La vie du camp alterne entre accalmie et répression. Le marché noir se développe avec la complicité des surveillants, l’enseignement pour les enfants est autorisé à certaines périodes, le courrier est permis puis interdit… Des internés entreprendront de creuser un tunnel, mais leur manœuvre est découverte. La sanction est immédiate : ils sont déportés.
En juillet 1943, Aloïs Brunner prend la direction du camp et renvoie les gendarmes français à l’extérieur du camp. Il décide de faire reposer l’administration du camp sur les internés eux-mêmes pour mieux les opposer et met en place un classement des déportés en différentes catégories : déportable (B), protégé (C), etc. Un prisonnier pouvait passer de l’une à l’autre de ces catégories à tout moment…
destruction des archives
Alors que les forces alliées gagnent du terrain sur l’Allemagne pendant l’été 1944, la dernière grande rafle se déroule du 21 au 25 juillet dans les foyers pour enfants de l’Union Générale des Israélites de France. 250 enfants sont acheminés à Drancy puis déportés vers Auschwitz.
Le 17 août 1944 marque la fin de la catastrophe : le dernier convoi part de Drancy pour Buchenwald.
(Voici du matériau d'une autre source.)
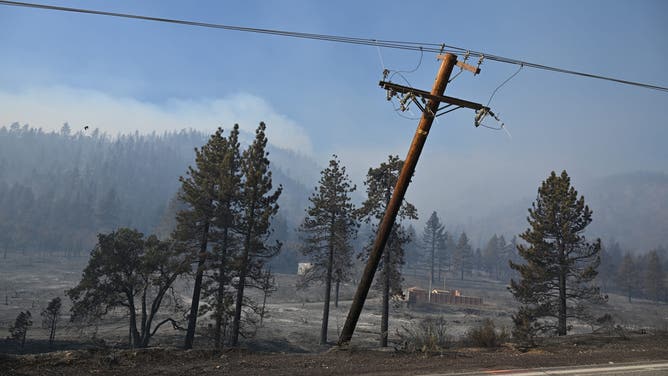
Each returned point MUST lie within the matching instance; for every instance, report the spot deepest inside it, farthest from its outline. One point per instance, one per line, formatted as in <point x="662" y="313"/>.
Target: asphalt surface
<point x="636" y="369"/>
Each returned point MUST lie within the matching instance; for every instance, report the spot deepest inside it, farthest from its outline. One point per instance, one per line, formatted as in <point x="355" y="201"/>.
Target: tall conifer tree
<point x="258" y="205"/>
<point x="327" y="230"/>
<point x="195" y="224"/>
<point x="433" y="237"/>
<point x="560" y="264"/>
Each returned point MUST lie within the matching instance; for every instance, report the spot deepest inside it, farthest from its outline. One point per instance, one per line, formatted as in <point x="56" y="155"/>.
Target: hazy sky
<point x="322" y="98"/>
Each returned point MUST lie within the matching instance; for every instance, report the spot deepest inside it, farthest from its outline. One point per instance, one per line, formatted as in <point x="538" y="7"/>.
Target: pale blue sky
<point x="323" y="97"/>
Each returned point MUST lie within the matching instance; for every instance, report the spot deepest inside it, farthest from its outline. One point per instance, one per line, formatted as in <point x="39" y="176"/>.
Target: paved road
<point x="635" y="369"/>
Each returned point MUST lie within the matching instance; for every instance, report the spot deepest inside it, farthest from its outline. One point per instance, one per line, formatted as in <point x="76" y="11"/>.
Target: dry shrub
<point x="486" y="335"/>
<point x="427" y="336"/>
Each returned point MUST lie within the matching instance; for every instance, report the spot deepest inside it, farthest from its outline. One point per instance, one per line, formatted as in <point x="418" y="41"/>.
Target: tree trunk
<point x="52" y="334"/>
<point x="264" y="304"/>
<point x="236" y="324"/>
<point x="336" y="293"/>
<point x="194" y="306"/>
<point x="328" y="288"/>
<point x="433" y="246"/>
<point x="133" y="323"/>
<point x="384" y="324"/>
<point x="220" y="297"/>
<point x="561" y="329"/>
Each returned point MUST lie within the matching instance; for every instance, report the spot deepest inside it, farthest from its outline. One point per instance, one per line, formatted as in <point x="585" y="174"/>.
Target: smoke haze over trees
<point x="58" y="190"/>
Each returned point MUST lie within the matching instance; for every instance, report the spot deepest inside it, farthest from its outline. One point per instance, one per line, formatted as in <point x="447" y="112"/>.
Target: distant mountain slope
<point x="631" y="208"/>
<point x="58" y="190"/>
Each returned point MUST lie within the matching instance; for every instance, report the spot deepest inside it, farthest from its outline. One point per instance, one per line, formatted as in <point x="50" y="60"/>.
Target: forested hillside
<point x="59" y="189"/>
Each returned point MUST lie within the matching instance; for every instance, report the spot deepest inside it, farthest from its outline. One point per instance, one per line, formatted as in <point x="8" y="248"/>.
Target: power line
<point x="393" y="44"/>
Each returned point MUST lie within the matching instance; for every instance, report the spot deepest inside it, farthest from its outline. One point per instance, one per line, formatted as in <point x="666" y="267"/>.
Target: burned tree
<point x="560" y="264"/>
<point x="19" y="330"/>
<point x="50" y="317"/>
<point x="127" y="271"/>
<point x="329" y="226"/>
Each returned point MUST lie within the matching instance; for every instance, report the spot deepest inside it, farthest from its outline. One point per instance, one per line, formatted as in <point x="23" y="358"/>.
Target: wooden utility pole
<point x="444" y="72"/>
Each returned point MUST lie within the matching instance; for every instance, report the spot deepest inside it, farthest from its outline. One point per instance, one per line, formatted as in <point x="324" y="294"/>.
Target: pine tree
<point x="432" y="239"/>
<point x="380" y="183"/>
<point x="490" y="257"/>
<point x="194" y="225"/>
<point x="327" y="230"/>
<point x="654" y="281"/>
<point x="560" y="265"/>
<point x="412" y="249"/>
<point x="228" y="192"/>
<point x="444" y="250"/>
<point x="463" y="256"/>
<point x="19" y="330"/>
<point x="258" y="205"/>
<point x="627" y="276"/>
<point x="50" y="317"/>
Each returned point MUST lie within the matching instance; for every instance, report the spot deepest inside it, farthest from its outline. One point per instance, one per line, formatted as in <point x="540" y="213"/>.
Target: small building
<point x="417" y="295"/>
<point x="304" y="267"/>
Au préalable, Aloïs Brunner a ordonné la destruction des archives du camp. "Il n’existe qu’une centaine de photographie du camp de Drancy, souligne Jacques Fredj, directeur du Mémorial de la Shoah de Paris et de Drancy ; il s’agit pour l’essentiel de clichés réalisés par la propagande nazie montrant des prisonniers souriants et en bonne santé…".
Après la Libération de Paris, le camp de Drancy connaîtra un sort singulier. Il sera utilisé pour la détention d’individus suspectés de collaboration comme Sacha Guitry, la cantatrice Germaine Lubin ou encore le président du conseil municipal de Paris Pierre Taittinger.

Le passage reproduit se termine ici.